Update: 2014-12-06 13:23 GMT
Chinese President Xi Jinping shakes hands with Indian Prime Minister Narendra Modi. (Photo: AP/File)

Beijing: India should do away with "misconceptions" like China will make "concessions" to settle the border dispute and invest its huge foreign reserves in the country, an article in state-run daily here has said.

"Although Chinese President Xi Jinping's visit to India in September was a big success, the effect of border confrontation during the visit on leaders' conversations is evident," the article in Global Times said.

"Furthermore, the Modi government needs to eliminate two misconceptions when developing relations with China. First, India thinks China should make concessions on border disputes because China is facing pressure from the east. Second, India believes China would turn to India for help to digest its excess capacity and huge foreign reserves," it said.

China is floating a number of initiatives like new Silk Road and Maritime Silk Road besides Asia Infrastructure Investment Bank (AIIB), which observers say is aimed at investing its roughly USD four trillion of foreign exchange reserves.

China committed USD 20 billion to invest in two industrial parks in India during Xi's visit and India was stated to be a safe destination for Chinese overseas investment unlike Africa and the Middle East.

"Border issues are the largest obstacle for bilateral relations, but they can only be resolved by mutual understanding and mutual accommodation," said the article, written by a scholar from the official Shanghai Institute of International Studies.

"India sees the Indian Ocean within its own sphere of influence, with the intervention of other powers forbidden.

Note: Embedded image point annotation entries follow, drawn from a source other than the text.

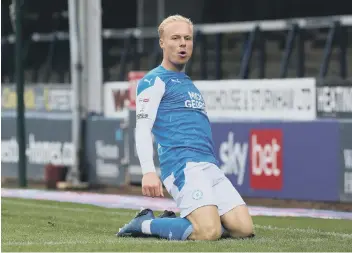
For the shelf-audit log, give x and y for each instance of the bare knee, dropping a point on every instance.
(245, 230)
(206, 224)
(208, 233)
(238, 222)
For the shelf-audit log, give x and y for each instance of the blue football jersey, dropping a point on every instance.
(175, 108)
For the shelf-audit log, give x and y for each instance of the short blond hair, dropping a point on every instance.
(171, 19)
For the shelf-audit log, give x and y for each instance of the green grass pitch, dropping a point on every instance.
(29, 225)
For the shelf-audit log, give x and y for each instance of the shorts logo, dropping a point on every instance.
(197, 194)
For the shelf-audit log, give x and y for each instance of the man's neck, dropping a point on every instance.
(169, 66)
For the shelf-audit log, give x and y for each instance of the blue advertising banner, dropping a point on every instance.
(287, 160)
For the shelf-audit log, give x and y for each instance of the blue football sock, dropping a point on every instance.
(168, 228)
(224, 232)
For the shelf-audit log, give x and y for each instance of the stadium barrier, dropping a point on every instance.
(289, 139)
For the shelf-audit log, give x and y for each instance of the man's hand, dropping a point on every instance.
(151, 185)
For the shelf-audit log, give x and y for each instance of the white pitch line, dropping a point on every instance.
(305, 230)
(108, 211)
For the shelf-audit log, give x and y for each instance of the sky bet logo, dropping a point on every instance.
(196, 101)
(266, 163)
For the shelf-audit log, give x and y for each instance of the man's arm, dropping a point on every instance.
(149, 94)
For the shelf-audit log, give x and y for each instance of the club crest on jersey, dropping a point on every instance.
(196, 101)
(197, 195)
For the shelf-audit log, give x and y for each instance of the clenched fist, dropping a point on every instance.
(151, 185)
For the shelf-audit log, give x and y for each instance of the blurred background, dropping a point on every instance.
(47, 49)
(80, 61)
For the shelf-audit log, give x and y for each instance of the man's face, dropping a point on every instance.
(177, 42)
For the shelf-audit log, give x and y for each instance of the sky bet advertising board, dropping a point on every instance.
(280, 160)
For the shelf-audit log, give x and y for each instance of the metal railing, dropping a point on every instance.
(255, 41)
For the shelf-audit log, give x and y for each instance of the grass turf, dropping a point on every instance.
(32, 225)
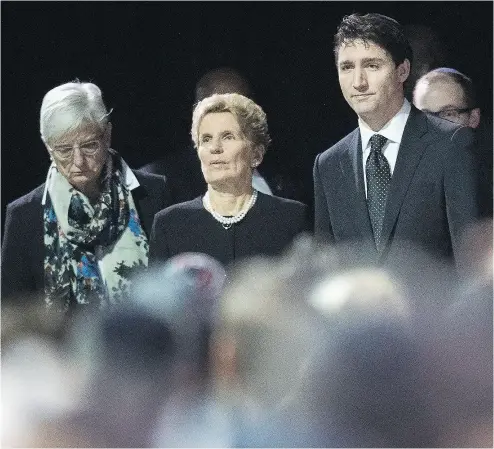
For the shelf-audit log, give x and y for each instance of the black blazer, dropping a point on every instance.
(23, 246)
(433, 193)
(267, 229)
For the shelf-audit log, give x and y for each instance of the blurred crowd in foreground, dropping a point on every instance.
(306, 350)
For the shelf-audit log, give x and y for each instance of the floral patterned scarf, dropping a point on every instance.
(91, 250)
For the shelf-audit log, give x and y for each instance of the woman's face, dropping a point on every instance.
(227, 157)
(81, 155)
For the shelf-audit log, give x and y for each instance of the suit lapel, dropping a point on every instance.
(409, 154)
(357, 185)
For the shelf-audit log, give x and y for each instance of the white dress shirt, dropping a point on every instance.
(393, 131)
(260, 184)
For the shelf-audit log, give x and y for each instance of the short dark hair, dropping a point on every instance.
(377, 28)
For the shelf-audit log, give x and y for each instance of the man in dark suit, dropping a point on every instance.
(451, 95)
(403, 179)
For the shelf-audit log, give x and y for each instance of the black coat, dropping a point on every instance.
(23, 244)
(267, 229)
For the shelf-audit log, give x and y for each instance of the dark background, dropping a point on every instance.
(147, 56)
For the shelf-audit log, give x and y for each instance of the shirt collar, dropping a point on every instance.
(393, 130)
(129, 177)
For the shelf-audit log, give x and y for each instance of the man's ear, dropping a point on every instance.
(258, 156)
(107, 135)
(223, 353)
(403, 70)
(474, 119)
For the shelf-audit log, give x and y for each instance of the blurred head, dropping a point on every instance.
(184, 293)
(365, 382)
(448, 94)
(223, 80)
(75, 129)
(429, 52)
(264, 335)
(373, 59)
(231, 135)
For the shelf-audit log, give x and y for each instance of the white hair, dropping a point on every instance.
(69, 106)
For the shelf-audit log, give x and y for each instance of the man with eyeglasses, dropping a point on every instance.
(450, 95)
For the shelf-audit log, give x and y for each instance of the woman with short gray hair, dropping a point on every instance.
(232, 220)
(79, 238)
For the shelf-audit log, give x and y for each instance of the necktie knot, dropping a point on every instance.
(377, 142)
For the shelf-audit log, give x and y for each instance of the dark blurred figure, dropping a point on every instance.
(366, 385)
(263, 342)
(185, 293)
(451, 95)
(183, 169)
(429, 52)
(133, 377)
(462, 349)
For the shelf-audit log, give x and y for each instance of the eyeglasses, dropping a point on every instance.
(450, 113)
(65, 152)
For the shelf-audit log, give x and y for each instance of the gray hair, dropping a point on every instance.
(250, 116)
(69, 106)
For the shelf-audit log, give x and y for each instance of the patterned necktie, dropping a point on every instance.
(378, 176)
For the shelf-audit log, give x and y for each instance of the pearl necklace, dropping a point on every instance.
(227, 222)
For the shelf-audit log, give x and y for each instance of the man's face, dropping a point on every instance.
(445, 99)
(370, 81)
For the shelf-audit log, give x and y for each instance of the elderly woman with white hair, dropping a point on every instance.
(78, 238)
(232, 220)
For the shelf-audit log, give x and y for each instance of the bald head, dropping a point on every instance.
(448, 94)
(223, 80)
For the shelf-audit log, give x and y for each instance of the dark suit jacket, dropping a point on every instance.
(432, 197)
(183, 172)
(23, 246)
(268, 228)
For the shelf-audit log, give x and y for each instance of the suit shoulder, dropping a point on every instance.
(272, 202)
(31, 199)
(452, 130)
(340, 147)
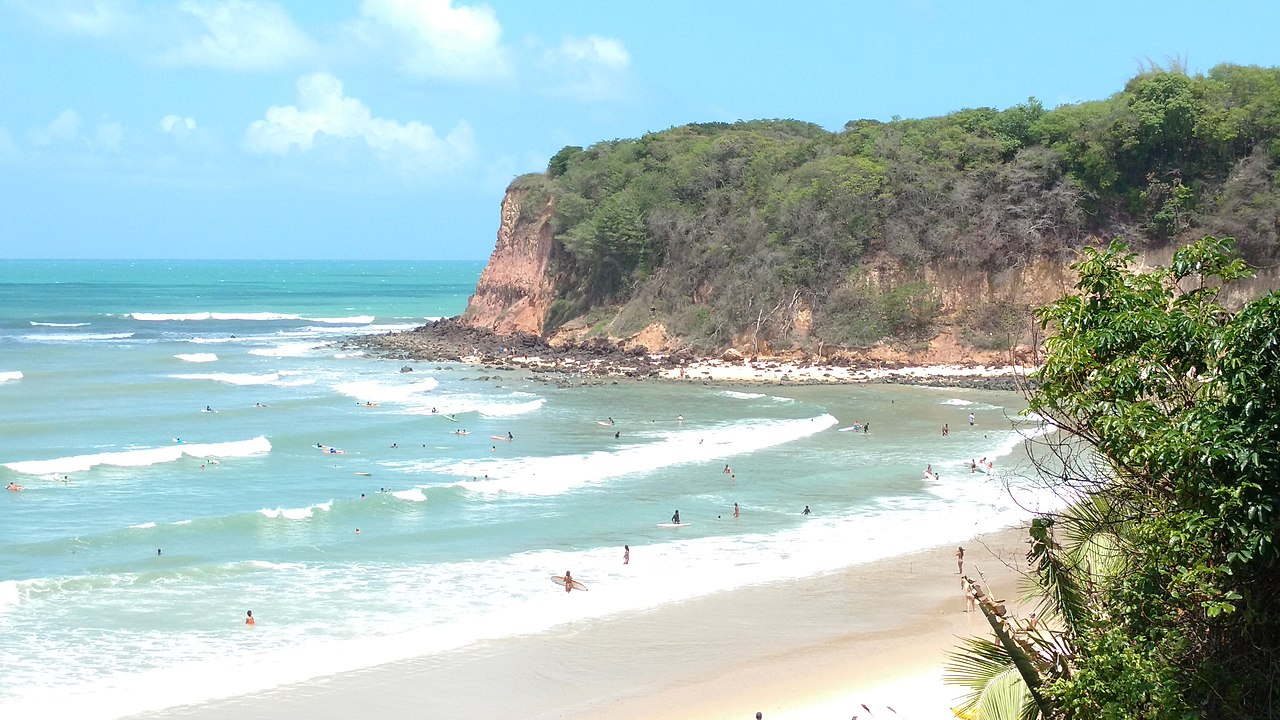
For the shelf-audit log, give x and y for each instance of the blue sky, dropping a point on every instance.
(389, 128)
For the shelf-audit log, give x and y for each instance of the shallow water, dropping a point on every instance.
(133, 556)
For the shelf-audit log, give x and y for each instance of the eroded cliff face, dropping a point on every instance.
(516, 287)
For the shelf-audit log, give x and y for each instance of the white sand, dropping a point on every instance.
(821, 647)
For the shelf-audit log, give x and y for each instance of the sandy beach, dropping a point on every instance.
(819, 647)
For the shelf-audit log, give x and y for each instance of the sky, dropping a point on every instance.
(391, 128)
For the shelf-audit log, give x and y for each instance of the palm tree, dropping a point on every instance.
(1006, 673)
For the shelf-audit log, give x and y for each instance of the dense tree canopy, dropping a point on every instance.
(744, 218)
(1161, 580)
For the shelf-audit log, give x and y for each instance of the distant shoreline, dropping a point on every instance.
(448, 341)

China's increasing cooperation with other Indian Ocean countries rankle India. It has used this as an excuse to energetically develop its navy," the article said in an apparent reference to India's reservations over Chinese submarine docking in Colombo harbour.

Since the beginning of the 21st century, the focus of India's "Look East" policy gradually expanded from economic and cultural fields to strategic and security fields, and from Southeast to Northeast Asia, it said.

"India interfered in South China Sea disputes by declaring that it would cooperate with Vietnam on oil fields exploitation in this region," the article said.

Prime Minister Narendra Modi needs to maintain stable relations with China, Pakistan and other countries, and needs to absorb investment and technologies from countries like China, Japan and Singapore, it said.

The article noted that China's Silk Road economic belt, the 21st Century Maritime Silk Road, the Bangladesh-China- India-Myanmar Economic Corridor (BCIM) and the China-Pakistan Economic Corridor are part of a geo-economic "Indo-Pacific" plan.

"In order to realise the 'Indo-Pacific Era', China and India should overcome both foreign and domestic obstacles," it said.